4 important themes for any robust Christmas liturgy

Joe Thorn » God Worship Church Church Leadership Evangelism

Most churches, for better or worse, have already settled into their liturgy so that they work within those forms and formulas. And then Christmas rolls around . . . and now what?

Most churches emphasize the birth of Jesus Christ during the season of Advent. Some are well organized in graphics, themes, or campaigns. Others are more casual in their approach. But for all of those who are pointing to the birth of Christ this season, it is critical that we are working a theologically robust Christmas liturgy.

A healthy Christmas liturgy will be evangelistic.

Of course the Incarnation is the theological emphasis, but while many push the doctrine it’s easy to miss the forest for the trees. I’d like to offer four principles that will help to guide and guard our Christmas worship gatherings, while allowing for our differences in lesser matters.

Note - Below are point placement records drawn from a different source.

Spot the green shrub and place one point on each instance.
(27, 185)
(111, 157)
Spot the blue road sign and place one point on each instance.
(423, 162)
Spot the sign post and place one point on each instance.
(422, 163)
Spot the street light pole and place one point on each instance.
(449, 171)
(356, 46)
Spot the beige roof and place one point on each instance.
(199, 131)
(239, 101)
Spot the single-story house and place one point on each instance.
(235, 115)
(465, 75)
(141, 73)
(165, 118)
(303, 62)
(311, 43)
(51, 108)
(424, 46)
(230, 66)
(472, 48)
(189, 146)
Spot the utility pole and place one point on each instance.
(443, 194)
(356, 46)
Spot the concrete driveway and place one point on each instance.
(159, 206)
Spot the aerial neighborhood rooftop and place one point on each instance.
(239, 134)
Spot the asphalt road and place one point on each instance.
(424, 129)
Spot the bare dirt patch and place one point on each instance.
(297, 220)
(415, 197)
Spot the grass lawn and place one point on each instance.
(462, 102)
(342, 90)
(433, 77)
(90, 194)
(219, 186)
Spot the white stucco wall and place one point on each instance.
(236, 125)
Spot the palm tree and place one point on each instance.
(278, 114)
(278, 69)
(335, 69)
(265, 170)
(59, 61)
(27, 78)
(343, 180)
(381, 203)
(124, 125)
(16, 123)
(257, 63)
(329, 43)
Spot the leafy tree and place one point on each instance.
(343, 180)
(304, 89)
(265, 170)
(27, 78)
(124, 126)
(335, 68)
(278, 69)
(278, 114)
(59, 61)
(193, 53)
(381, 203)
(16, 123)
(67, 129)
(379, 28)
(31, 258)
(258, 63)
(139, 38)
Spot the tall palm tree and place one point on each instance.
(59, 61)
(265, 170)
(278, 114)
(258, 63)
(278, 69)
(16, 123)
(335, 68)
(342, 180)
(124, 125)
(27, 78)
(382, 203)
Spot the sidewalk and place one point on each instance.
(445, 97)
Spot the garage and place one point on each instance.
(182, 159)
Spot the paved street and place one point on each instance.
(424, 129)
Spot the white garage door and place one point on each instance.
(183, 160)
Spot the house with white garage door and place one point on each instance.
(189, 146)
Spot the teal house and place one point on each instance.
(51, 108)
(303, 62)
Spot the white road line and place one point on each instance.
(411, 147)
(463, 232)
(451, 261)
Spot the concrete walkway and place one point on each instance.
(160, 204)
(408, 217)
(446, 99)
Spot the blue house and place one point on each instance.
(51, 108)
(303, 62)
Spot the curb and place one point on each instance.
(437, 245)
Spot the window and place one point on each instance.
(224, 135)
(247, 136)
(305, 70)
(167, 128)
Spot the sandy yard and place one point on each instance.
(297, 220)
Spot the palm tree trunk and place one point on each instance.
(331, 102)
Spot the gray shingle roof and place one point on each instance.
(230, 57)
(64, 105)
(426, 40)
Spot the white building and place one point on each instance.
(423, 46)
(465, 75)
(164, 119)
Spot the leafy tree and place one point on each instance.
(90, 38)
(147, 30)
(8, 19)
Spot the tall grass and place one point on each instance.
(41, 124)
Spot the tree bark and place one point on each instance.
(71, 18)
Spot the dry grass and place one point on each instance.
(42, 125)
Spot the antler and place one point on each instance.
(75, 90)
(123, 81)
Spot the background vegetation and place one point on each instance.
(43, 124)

1. Christ’s humanity without sentimentality

It is far to common for people considering the birth of Jesus to come away with a feeling of “Awwwww” at cute baby Jesus rather than awe at beholding the Son of God. Many prefer it that way. Some would rather have the less confrontational, non-intrusive, feel-good, Precious Moments Nativity scene rather than the harder truth that God the Father sent his Son as one of us.

There is nothing cute about the deep, condescending love of God. There is nothing cute about the Son taking on human nature to live as we live, with us, for us, in order to save us. His birth should awe us. As you worship (and lead others to worship) this season, be sure to point to the Incarnation in such a way that moves people to worship in wonder rather than merely smile with sentimentality.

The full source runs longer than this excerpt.